As we pulled up Google Earth and highlighted the area of NE Tennessee – our destination – the pictures were incredible, which only increased the excitement of our soon to be new home. The change of seasons, hiking trails, mountains, lakes and farm house pictures, which graced the computer screen, grasped our attention as smiles spread across our faces. The endless possibilities and the new areas to explore are incredibly exciting to think about.

I am beyond thrilled to experience a new state and discover all it has to offer with this man who has become an incredible part of my life. What a journey to take with someone you love and share everything with. Our new journey is on the verge of beginning, a journey I know we will both make the most of, due to his incredible love for finding new areas to explore.

The excitement for the end of April is building, as we put in final notices at work and to our apartment complex, as well as making plans of how we are going to get from point A to point B with all of our belongings.

A new journey

backyard25Today I made a rather large step toward a new journey my boyfriend and I are going to take at the end of April.

Although we have been planning a move to NE Tennessee for the past two years, it was put on hold once I received a promotion in November 2011. He wanted me to gain experience as an editor before we traveled to a new destination, which I will forever be grateful for because of his incredible support.

With a good deal of experience under my belt, our conversation about moving came to fruition once again and was put into motion as the height of season took off.

My boyfriend is now working two jobs . . . 15 hours away from home almost every day of the week. Although I miss him dearly and only see him for a few hours a day, I admire him for working so hard. The beautiful thing about this man is once an idea crosses his mind he puts everything he possibly can into motion to turn a dream or idea into a reality.
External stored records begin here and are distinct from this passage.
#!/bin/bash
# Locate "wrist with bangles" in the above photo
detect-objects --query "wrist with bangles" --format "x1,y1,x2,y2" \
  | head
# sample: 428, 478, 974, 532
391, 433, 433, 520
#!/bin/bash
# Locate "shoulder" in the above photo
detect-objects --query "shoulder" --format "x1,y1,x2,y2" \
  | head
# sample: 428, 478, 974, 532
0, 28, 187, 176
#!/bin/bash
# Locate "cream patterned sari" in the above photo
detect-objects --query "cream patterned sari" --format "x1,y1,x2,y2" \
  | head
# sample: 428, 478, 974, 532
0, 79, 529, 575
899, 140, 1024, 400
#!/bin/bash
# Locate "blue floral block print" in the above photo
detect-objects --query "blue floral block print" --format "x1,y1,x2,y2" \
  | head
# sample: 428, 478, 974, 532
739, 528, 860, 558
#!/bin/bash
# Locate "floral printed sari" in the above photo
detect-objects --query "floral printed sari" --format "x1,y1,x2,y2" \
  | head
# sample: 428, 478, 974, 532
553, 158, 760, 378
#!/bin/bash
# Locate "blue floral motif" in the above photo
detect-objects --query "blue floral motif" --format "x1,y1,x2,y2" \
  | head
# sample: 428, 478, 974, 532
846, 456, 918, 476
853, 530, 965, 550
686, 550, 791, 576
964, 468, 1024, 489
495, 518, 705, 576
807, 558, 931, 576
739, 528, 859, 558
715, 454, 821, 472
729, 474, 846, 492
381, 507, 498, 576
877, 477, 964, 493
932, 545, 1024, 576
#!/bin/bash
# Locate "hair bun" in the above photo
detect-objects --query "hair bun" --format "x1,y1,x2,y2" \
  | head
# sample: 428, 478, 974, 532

His excitement for starting our life in a new location has become contagious, which eventually shed all of my concerns and fear of moving away from everything I know.

That enthusiasm led me to sharing my notice with work this afternoon, making our move that much more real! It was both invigorating and nerve racking as I shared that I will be leaving at the end of April with my executive editor. Her reaction was complete surprise and bummed all at once.

It felt wonderful to share the news of our move because it brought everything out into the open. I can now talk freely of the excitement that builds every day with others besides family and close friends.

The last couple of weeks I have found places to live, as well as newspapers to apply for, which is promising as we arrive in a new state. It is extremely exciting to search for a new home, to think of a new beginning and everything it holds.

The next few months are going to go by in a blink of an eye as we both work a crazy amount of hours to stock away as much money as we can.

Although I am going to miss my family beyond belief, as well as my friends, it is truly exciting to think of our future in a different location.